This article was originally published in Rouleur issue 18.4. Download it via the Rouleur app
It’s evening on the first rest day of the 2017 Tour de France. After being taken through a tour of the replica Lascaux cave paintings, a group of journalists are enjoying a reception of regional wines and bonnes bouches. The Dordogne countryside and wild July sky make for a breathtaking backdrop.
Oh, and Christian Prudhomme is here.
Behind him a cabal of mostly greying, mostly white, mostly men waste no time in sampling the same selection of delicacies. Among them is two-time Tour champion Bernard Thévenet, who fulfils an ambassadorial role on the race organisation.
A taster glass of what I’ve been informed is an assertif white burgundy in one hand, dictaphone in the other, I’m giving (or attempting to give) the director of the Tour de France a bit of a grilling.

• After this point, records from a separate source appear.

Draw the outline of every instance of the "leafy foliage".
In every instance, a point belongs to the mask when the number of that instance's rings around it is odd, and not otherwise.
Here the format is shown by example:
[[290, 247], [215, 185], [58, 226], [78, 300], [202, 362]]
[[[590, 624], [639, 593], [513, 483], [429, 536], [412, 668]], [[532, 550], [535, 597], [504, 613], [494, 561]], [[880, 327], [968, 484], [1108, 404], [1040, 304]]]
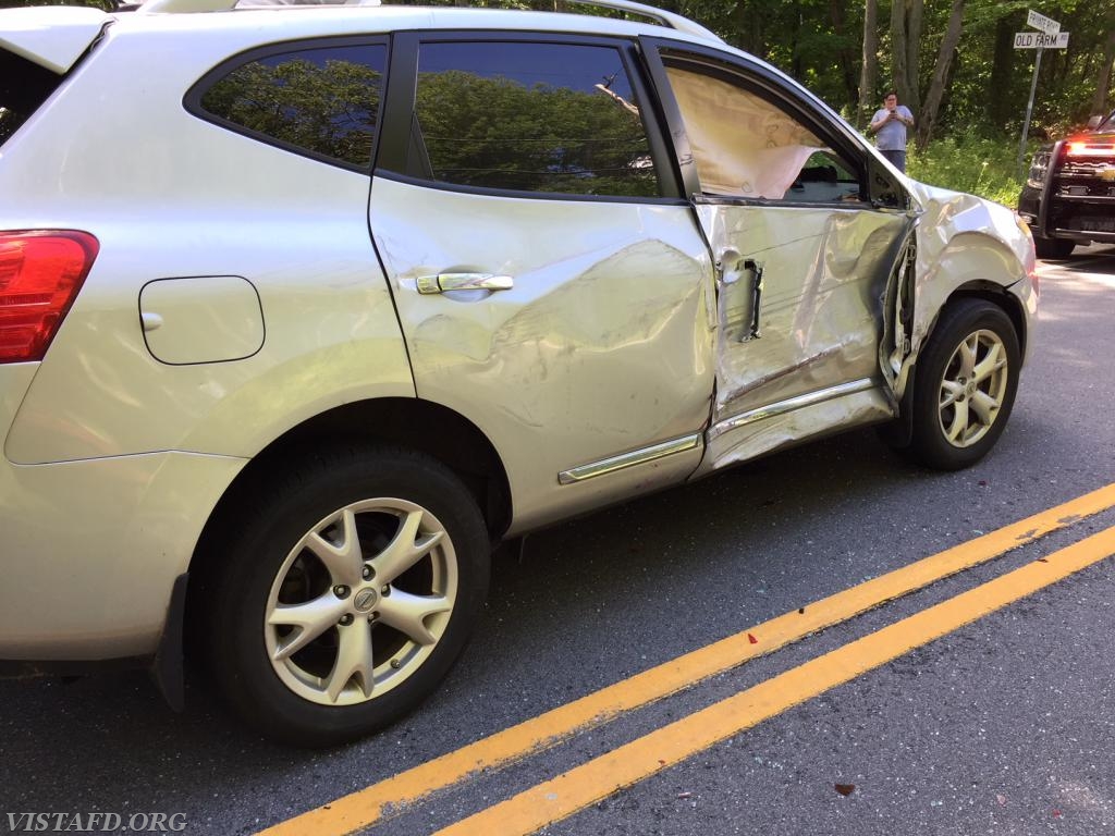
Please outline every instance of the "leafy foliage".
[[601, 91], [423, 72], [415, 113], [437, 179], [572, 194], [656, 195], [639, 116]]
[[1018, 148], [1001, 139], [947, 137], [923, 150], [911, 149], [906, 172], [914, 179], [971, 192], [1014, 207], [1022, 191]]
[[382, 47], [353, 60], [288, 57], [246, 64], [213, 85], [202, 106], [221, 118], [300, 148], [359, 166], [371, 165], [379, 111]]

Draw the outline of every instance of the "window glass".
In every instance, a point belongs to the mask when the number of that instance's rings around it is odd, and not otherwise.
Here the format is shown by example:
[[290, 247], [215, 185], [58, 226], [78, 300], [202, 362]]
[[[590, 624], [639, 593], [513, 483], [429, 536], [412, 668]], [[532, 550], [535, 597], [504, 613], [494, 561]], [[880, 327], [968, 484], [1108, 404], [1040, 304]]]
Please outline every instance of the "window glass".
[[426, 43], [415, 117], [409, 168], [442, 183], [659, 193], [639, 104], [610, 47]]
[[27, 121], [62, 77], [0, 49], [0, 145]]
[[300, 49], [241, 65], [210, 87], [202, 107], [304, 150], [371, 166], [386, 49]]
[[706, 194], [770, 201], [860, 198], [852, 168], [808, 128], [743, 87], [667, 67]]

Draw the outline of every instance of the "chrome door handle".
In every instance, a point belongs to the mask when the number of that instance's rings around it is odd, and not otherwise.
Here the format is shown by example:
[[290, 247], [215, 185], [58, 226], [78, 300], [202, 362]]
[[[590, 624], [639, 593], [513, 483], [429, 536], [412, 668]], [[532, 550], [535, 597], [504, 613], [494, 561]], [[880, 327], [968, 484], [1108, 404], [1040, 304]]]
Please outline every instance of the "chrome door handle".
[[445, 293], [450, 290], [511, 290], [515, 280], [496, 273], [438, 273], [418, 276], [418, 292]]

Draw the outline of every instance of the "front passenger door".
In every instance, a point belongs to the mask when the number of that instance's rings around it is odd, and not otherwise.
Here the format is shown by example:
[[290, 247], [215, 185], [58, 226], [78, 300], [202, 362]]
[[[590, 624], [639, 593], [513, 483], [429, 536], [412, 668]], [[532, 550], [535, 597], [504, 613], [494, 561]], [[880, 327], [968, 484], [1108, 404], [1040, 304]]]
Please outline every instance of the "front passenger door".
[[707, 465], [893, 414], [880, 369], [905, 214], [866, 152], [769, 69], [646, 42], [717, 275]]

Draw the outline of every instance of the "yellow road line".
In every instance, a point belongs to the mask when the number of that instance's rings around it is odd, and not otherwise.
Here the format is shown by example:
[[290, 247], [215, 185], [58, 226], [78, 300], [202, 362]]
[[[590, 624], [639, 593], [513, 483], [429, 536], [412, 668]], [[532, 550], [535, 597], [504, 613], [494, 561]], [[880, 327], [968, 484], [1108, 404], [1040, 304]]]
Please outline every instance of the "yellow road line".
[[534, 833], [1113, 554], [1115, 528], [1108, 528], [613, 749], [436, 836]]
[[986, 563], [1050, 532], [1115, 506], [1115, 484], [961, 543], [931, 557], [748, 628], [630, 679], [447, 752], [434, 760], [281, 822], [264, 836], [349, 834], [413, 807], [424, 797], [483, 770], [503, 767], [586, 728], [687, 688], [749, 659], [846, 621], [942, 577]]

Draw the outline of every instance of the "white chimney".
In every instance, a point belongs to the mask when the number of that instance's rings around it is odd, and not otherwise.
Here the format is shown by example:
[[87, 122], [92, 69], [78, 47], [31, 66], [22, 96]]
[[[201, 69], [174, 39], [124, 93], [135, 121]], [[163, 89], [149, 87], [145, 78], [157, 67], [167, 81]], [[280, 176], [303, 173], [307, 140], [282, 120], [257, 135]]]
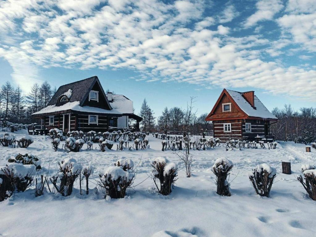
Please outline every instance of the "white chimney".
[[112, 101], [112, 92], [107, 92], [107, 99], [109, 101]]

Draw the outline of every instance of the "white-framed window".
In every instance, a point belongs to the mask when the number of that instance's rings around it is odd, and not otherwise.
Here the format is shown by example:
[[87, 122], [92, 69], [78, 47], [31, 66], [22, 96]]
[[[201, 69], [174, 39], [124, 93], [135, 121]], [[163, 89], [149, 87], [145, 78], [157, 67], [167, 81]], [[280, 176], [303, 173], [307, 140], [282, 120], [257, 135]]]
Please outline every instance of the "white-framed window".
[[230, 112], [231, 110], [231, 103], [226, 103], [224, 104], [222, 104], [222, 106], [223, 106], [223, 112]]
[[231, 123], [224, 124], [224, 132], [231, 133], [232, 132], [232, 125]]
[[90, 91], [89, 93], [89, 101], [90, 100], [96, 100], [99, 102], [99, 92], [96, 91]]
[[50, 116], [49, 117], [49, 125], [54, 125], [54, 116]]
[[251, 123], [246, 123], [245, 124], [246, 127], [246, 132], [251, 132]]
[[98, 116], [97, 115], [89, 115], [88, 122], [89, 124], [98, 124]]

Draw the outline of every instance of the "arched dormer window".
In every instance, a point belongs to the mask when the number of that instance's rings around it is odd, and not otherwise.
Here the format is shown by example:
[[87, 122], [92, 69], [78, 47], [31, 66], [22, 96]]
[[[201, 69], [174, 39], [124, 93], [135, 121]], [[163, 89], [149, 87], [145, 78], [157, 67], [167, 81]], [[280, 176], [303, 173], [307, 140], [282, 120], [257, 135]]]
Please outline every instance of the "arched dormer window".
[[63, 95], [60, 97], [59, 102], [64, 103], [65, 102], [68, 102], [69, 100], [67, 96], [65, 95]]

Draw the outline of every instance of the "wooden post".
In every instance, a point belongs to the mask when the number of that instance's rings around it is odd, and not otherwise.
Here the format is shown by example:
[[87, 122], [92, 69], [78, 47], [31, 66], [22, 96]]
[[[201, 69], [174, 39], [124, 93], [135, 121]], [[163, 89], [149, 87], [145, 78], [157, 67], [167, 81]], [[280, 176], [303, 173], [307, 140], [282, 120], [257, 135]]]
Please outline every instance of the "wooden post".
[[282, 162], [282, 173], [286, 175], [291, 174], [291, 162]]

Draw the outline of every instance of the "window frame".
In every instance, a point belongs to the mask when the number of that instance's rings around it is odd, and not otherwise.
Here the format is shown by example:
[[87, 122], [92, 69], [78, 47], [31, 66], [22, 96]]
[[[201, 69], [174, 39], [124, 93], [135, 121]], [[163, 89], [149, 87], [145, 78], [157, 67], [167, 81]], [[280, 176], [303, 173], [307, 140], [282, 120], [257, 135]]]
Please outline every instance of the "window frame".
[[[229, 131], [225, 131], [225, 126], [229, 125]], [[232, 124], [231, 123], [224, 123], [223, 124], [223, 129], [224, 133], [231, 133], [232, 132]]]
[[[90, 95], [91, 95], [91, 92], [93, 92], [95, 93], [96, 94], [97, 98], [96, 99], [94, 99], [94, 98], [91, 98]], [[96, 100], [98, 102], [99, 102], [99, 92], [97, 91], [93, 91], [92, 90], [90, 91], [90, 92], [89, 92], [89, 101], [90, 101], [90, 100]]]
[[[48, 126], [50, 126], [51, 125], [54, 126], [54, 122], [55, 116], [54, 115], [52, 115], [51, 116], [48, 116]], [[51, 122], [51, 119], [52, 118], [53, 118], [53, 122]]]
[[[229, 105], [229, 110], [224, 110], [224, 105]], [[232, 103], [224, 103], [222, 104], [222, 110], [223, 112], [230, 112], [232, 111]]]
[[[247, 125], [250, 125], [250, 130], [247, 130]], [[251, 133], [251, 123], [245, 123], [245, 132]]]
[[[91, 117], [91, 116], [95, 116], [96, 118], [96, 121], [95, 122], [91, 122], [90, 121], [90, 118]], [[88, 124], [89, 125], [90, 124], [96, 124], [98, 125], [98, 118], [99, 116], [98, 115], [89, 115], [88, 116]]]

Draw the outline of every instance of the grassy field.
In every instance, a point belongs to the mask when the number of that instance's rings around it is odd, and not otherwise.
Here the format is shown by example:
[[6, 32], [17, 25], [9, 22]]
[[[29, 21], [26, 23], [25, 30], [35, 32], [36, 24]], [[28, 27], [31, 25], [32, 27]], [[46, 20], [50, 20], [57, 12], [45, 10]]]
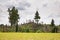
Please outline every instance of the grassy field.
[[60, 40], [60, 33], [0, 33], [0, 40]]

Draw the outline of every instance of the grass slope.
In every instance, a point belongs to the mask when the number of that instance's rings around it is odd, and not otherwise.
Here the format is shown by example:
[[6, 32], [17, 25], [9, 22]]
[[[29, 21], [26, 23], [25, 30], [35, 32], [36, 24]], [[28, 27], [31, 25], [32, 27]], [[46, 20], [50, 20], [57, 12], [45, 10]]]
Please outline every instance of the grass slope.
[[0, 40], [60, 40], [60, 33], [0, 33]]

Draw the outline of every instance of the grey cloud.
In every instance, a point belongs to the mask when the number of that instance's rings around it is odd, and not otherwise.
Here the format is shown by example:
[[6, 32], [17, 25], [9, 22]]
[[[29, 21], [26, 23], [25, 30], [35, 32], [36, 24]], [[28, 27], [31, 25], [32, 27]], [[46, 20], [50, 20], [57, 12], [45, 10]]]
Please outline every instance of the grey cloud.
[[54, 13], [52, 13], [52, 14], [50, 14], [49, 16], [48, 16], [48, 18], [60, 18], [60, 14], [54, 14]]
[[19, 10], [26, 10], [26, 8], [29, 7], [30, 7], [30, 3], [19, 3], [19, 5], [17, 6]]

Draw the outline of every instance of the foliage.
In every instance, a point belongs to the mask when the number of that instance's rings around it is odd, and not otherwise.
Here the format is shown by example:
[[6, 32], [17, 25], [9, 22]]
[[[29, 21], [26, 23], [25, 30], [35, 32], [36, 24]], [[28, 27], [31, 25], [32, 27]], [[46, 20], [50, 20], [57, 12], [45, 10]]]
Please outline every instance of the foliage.
[[35, 13], [35, 21], [37, 22], [37, 24], [38, 24], [38, 21], [39, 21], [39, 19], [40, 19], [40, 16], [39, 16], [39, 13], [38, 13], [38, 11], [36, 11], [36, 13]]
[[52, 19], [52, 21], [51, 21], [51, 26], [54, 26], [55, 24], [54, 24], [54, 19]]

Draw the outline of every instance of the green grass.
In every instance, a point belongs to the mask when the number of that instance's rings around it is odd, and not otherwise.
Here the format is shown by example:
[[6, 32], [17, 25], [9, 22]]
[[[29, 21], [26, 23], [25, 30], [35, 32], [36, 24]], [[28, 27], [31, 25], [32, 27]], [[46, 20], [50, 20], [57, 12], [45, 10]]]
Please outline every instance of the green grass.
[[0, 40], [60, 40], [60, 33], [0, 33]]

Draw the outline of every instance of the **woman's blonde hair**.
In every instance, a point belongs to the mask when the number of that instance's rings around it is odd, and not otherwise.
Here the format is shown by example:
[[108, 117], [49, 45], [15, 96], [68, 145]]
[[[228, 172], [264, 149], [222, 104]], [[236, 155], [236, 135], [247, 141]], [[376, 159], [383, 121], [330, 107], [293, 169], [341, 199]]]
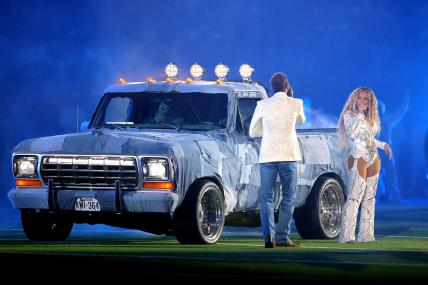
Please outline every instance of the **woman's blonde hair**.
[[338, 135], [339, 135], [339, 145], [342, 148], [347, 148], [348, 143], [349, 143], [349, 137], [348, 137], [348, 134], [346, 133], [345, 123], [343, 121], [343, 115], [346, 112], [351, 112], [351, 113], [355, 113], [355, 114], [358, 112], [358, 110], [357, 110], [357, 97], [358, 97], [358, 94], [362, 91], [365, 91], [365, 92], [367, 92], [367, 94], [369, 94], [369, 106], [368, 106], [367, 110], [364, 112], [364, 115], [366, 116], [366, 118], [369, 119], [369, 121], [372, 124], [376, 123], [378, 126], [378, 133], [380, 131], [380, 119], [379, 119], [379, 114], [377, 112], [376, 96], [375, 96], [373, 90], [371, 90], [370, 88], [358, 87], [351, 92], [351, 95], [349, 95], [348, 101], [346, 101], [346, 104], [343, 107], [342, 113], [340, 113]]

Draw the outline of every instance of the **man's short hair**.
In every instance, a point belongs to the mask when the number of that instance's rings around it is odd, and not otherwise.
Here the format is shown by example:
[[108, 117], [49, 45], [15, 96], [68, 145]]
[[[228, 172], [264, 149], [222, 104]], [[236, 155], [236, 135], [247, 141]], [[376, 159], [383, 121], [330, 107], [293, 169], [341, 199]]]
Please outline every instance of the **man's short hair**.
[[275, 73], [270, 79], [270, 84], [272, 85], [273, 93], [276, 92], [285, 92], [288, 86], [288, 78], [282, 72]]

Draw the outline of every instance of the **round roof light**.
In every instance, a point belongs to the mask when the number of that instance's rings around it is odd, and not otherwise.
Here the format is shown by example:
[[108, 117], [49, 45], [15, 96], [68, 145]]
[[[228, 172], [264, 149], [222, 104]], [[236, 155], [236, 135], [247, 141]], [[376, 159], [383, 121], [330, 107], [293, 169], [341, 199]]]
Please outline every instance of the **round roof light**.
[[169, 63], [165, 67], [165, 73], [167, 77], [174, 78], [178, 74], [178, 67], [174, 63]]
[[218, 77], [218, 79], [225, 80], [227, 74], [229, 73], [229, 67], [227, 67], [223, 63], [219, 63], [216, 65], [216, 67], [214, 69], [214, 73]]
[[190, 67], [190, 74], [192, 75], [193, 79], [200, 80], [204, 74], [204, 68], [200, 64], [194, 63]]
[[241, 67], [239, 67], [239, 74], [245, 81], [251, 81], [251, 75], [253, 72], [254, 68], [252, 68], [249, 64], [244, 63], [241, 65]]

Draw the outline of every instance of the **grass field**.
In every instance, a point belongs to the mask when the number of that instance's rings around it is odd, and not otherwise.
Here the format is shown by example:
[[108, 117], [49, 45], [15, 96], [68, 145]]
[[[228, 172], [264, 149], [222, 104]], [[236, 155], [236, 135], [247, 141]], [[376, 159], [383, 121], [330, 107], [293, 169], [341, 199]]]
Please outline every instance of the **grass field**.
[[376, 243], [301, 240], [293, 234], [301, 248], [275, 249], [263, 247], [257, 228], [228, 228], [211, 246], [180, 245], [173, 237], [97, 226], [81, 226], [65, 242], [30, 242], [20, 229], [4, 228], [0, 259], [6, 261], [6, 271], [48, 270], [93, 279], [425, 281], [427, 217], [427, 206], [385, 206], [377, 210]]

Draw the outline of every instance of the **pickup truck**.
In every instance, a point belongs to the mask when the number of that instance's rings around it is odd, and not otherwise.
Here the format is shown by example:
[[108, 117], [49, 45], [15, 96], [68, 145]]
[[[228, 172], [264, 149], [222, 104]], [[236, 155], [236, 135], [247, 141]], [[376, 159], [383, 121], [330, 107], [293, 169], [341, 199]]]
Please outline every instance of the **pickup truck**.
[[[74, 223], [102, 223], [213, 244], [225, 225], [257, 225], [260, 139], [248, 128], [264, 98], [248, 79], [109, 86], [84, 130], [14, 148], [8, 197], [26, 236], [65, 240]], [[298, 140], [297, 231], [333, 239], [346, 195], [336, 131], [301, 129]]]

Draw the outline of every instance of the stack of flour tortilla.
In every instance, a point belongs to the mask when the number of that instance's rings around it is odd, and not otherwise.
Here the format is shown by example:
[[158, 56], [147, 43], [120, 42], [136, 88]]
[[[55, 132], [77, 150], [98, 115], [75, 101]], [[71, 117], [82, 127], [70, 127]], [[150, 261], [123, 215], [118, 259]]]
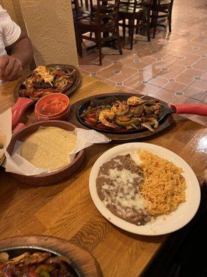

Because it felt like what a journalist ought to do, upon Prudhomme’s arrival I had whipped out the device, and begun asking him for his views on Chris Froome’s behaviour on the previous day’s stage to Chambéry, when he suffered a mechanical before the last climb, and the so-called “unwritten rules” that had set social media ablaze. Talk about a simpler time…
At no point do I feel like I have less than his undivided, consummately charismatic attention, but as he answers my earnestly-posed questions more eloquently than I ask them, I can’t help but feel like he’s humouring me. On the way back to our hotel and for much of the next day, I’m bothered by a lingering niggle that, in raising the subject of cycling, I was somehow missing the point.
It’s only when I’m back in the bubble of the race itself the next day, bumbling between the team buses and trying to track down the press tent buffet, that I realise I had been.
There is a theory, to which the British cinema critic Mark Kermode is an ardent subscriber, that Jaws is not a film about a shark.
The plot, Kermode says, can be viewed “as everything from a depiction of masculinity in crisis to a post-Watergate paranoid parable about corrupt authority figures”, but “the real story of Jaws is how a B-movie-style creature-feature became a genre-defining blockbuster that changed the face of modern cinema.”
In the same way – well, a similar one – the Tour de France is not about a bike race. Not only that, but it never has been. Granted, the race is a feature of the phenomenon – even, I will concede, a significant one, but it is not “the point” of the Tour de France.
I might even suggest that, on at least one level, you know that already.
For most who have an interest in the Grande Boucle also possess at least some sense of its origins. To briefly recap, Le Tour was imagined and instigated by the editor of L’Auto newspaper Henri Desgrange as a way of stimulating sales of the struggling periodical.
At the time, using bike races as publicity boosters was not an uncommon thing to do, but Desgrange’s ambitions to incorporate the whole of France were grander than anyone had previously attempted. The logic, as race director Prudhomme’s predecessor Jean-Marie Leblanc described in a 2003 interview, was that:
“It was a sports event that spectators couldn’t see, unlike a football match where spectators are present, or any other sports event. So people imagined the contest from the summaries – often in epic style – which were sometimes perhaps a little out of proportion, enlivened by the journalists, whom themselves didn’t see a lot, or at best saw things incompletely.”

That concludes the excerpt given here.